Reality Pump Studios
Even though its predecessor was very disappointing, Two Worlds II (TW2) is actually a great game. In case you're wondering, yes, it is a direct sequel and takes after the story of the original game. Thankfully, there isn't much story to worry about from the original game, and you can skip the dialogue anytime you're bored of it or need to rush through something. This game is a lot more fun and a lot bigger than its predecessor.
The game offers three modes of play: single-player story, coop campaign (online), and arena-based battling (online). 2/3 of the game is online-only, so if you're looking to be an online player, you may want to avoid the Xbox 360 version and look at either the PC or PS3 version. PC version is cheaper. The single-player campaign is the bulk of the game, anyway, and that's what I want to review for the role-playing gamers out there.
The story is your cliche, royalty-becomes-mercenary-to-take-revenge-on-evil-tyrant plot. It has some pretty neat moments, though, and in the beginning, that intro is pretty epic.
Unfortunately, after the intro, you will find out you suck at everything, and even the wildlife will be able to easily kill you. If I could compare this game's difficulty level to anything, it would be Gothic II, but in actuality, Two Worlds II is much easier than the Gothic games. The lesser difficulty is dependent mostly on better, more responsive controls.
The gameplay is very basic at first, and everything moves at a very slow pace for the first few hours. Trust me, those first few hours are the worst. Every time you level up, the game gets more fun. Whenever you level up, you get 4 attribute points and 2 skill points. Attribute points can be spent on 4 basic attributes: strength, willpower, endurance, and accuracy. Skill points can be used to make your unlocked skills stronger, but in order to unlock skills, you need to retrieve skill books or learn them from other characters.
The music is pretty boring in my opinion, but it isn't bad. It always sets the mood, but I noticed a few peaceful moments getting battle music for some reason. It may be better to have your own music playing, but I didn't pay it any mind. Like its predecessor, TW2 has absurdly monotone voices, making - dialogue - very - boring. Then again, you can skip dialogue, so if you're not interested in what a character has to say, skip it.
The graphics are pretty, but I have to admit that they aren't absolutely gorgeous. The landscapes are pretty bare, but there is some grass here and there. The enemy animations are smooth but seem a little rushed or sped up.

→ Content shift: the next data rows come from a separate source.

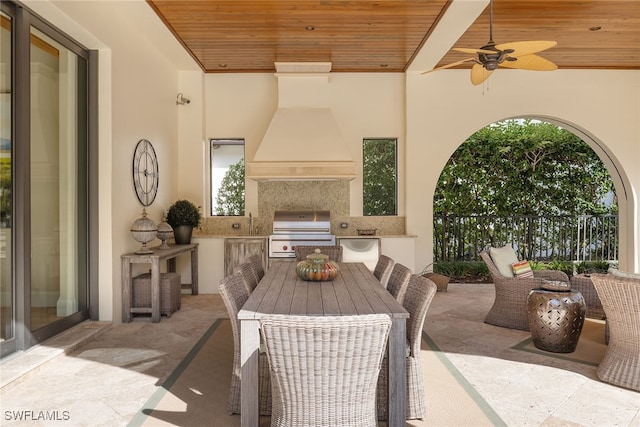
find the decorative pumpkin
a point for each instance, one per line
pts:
(317, 268)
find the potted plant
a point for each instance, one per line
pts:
(183, 216)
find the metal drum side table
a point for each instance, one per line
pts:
(556, 319)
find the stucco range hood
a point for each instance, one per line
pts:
(304, 140)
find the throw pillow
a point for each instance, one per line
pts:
(503, 258)
(626, 275)
(522, 269)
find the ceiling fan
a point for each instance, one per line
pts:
(521, 55)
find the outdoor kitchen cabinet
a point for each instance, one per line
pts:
(237, 249)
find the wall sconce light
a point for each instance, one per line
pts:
(181, 100)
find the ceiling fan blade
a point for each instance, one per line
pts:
(479, 74)
(526, 48)
(473, 51)
(530, 62)
(453, 64)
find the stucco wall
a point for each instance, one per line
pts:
(139, 64)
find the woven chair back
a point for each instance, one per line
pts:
(325, 369)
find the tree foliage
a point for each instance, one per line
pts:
(523, 168)
(230, 197)
(379, 177)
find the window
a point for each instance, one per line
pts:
(380, 176)
(227, 177)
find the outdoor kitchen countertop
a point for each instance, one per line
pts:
(338, 236)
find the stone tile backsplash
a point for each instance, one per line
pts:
(304, 195)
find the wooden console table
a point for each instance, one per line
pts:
(154, 259)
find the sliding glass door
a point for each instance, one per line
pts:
(44, 197)
(7, 309)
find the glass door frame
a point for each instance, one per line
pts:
(22, 22)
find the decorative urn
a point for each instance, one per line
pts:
(317, 268)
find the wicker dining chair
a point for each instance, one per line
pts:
(383, 268)
(333, 252)
(245, 269)
(234, 295)
(509, 308)
(325, 368)
(256, 264)
(398, 281)
(420, 293)
(620, 297)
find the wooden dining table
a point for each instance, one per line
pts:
(354, 291)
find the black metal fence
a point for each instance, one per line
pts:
(539, 238)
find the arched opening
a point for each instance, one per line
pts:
(624, 229)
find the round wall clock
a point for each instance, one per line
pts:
(145, 172)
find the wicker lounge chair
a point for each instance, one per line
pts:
(334, 252)
(234, 294)
(398, 281)
(620, 298)
(325, 369)
(383, 268)
(509, 308)
(420, 293)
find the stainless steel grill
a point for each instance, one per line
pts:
(292, 228)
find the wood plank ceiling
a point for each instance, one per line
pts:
(385, 35)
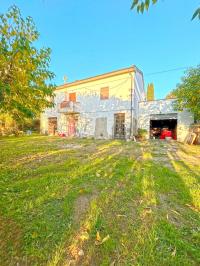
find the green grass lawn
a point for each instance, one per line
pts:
(86, 202)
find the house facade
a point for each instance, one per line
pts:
(104, 106)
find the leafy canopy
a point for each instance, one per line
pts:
(25, 87)
(188, 92)
(142, 5)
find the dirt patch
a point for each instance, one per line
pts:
(70, 146)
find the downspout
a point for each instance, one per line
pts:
(131, 123)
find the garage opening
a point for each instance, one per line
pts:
(163, 127)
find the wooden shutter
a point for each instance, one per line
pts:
(72, 97)
(104, 93)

Sometimes, the player character's attacks could be invisible, too, but that is very rare and does not affect the gameplay much. Finally, the character you play as has to wear very ugly armor to get good stats, so there is a trade-off between good stats and good appearance.
Thankfully, the graphical quality doesn't hinder the performance of the game on the Xbox 360 very much, and loading screens are almost not even there. The free-roaming lags every now and then, and once you get to the later areas, lag becomes more noticeable and may make you quit playing. I had to restart the game once because of lag.
The only time you will really notice a lag in the beginning is when you teleport. Teleporting makes the game load a completely new area, and when it first appears, you sometimes notice a few seconds of nothing but a sky or a white screen. Then, the level appears, and finally, the non-player characters load up. It isn't bad, really, but when you have to wait through a lengthy pause, it does get a little disorienting.
The combat is pretty fun, but at the same time, it can be extremely slow-paced. Think Morrowind, take the blocking and rapid hitting of that and mix it with decent third-person animations and more in-depth skills. Finally, take the freedom to brew your own potions and give magic a card-based twist. It is interesting, but it takes a lot of time. It is all stat-based, leaving little room for fast-paced, epic battles. That said, some battles require some finesse or cautionary tactics.
Some of the more fun moments in the game stem from training and leveling up your character. You gain stat points to distribute as you like, and you gain skill points to distribute to specific skills once you unlock them. I like to think of the skill training as something similar to Psychonauts' upgrade system. Each skill has a circle around it, and you can fill part of the circle up whenever you level up. Finally, your skills and stats are permanently changed, unless you pay for a "regression" from one of the few characters in the game who offer it. Regressions don't come cheap!
The economy of the game is unfairly balanced in the non-player characters' favor. Basically, you can buy an item for 40 auras, but you can only get 5 auras when you sell it back. Just an example, it gets a lot worse than that. However, you will notice you collect a lot of junk during your adventures, and you can't use all of it, so making money is definitely not hard. It's all just time-consuming.
Overall, I think Two Worlds II is fun, addictive, yet very upsetting at times. The technical issues really annoy me, and multiplayer did not work for me when I tried it. I give the game a 3/5 simply because it is a huge time sink. Trust me, this game can keep you playing for hours, each day... for months to come.
Can't afford to spend $50 on this game? Still want a decent dungeon-crawling RPG? Already played Morrowind and Oblivion to death? Get Torchlight for $15 or Gothic II for only $10. If you like Torchlight, you'll be happy to know it's available on Xbox Live Arcade now.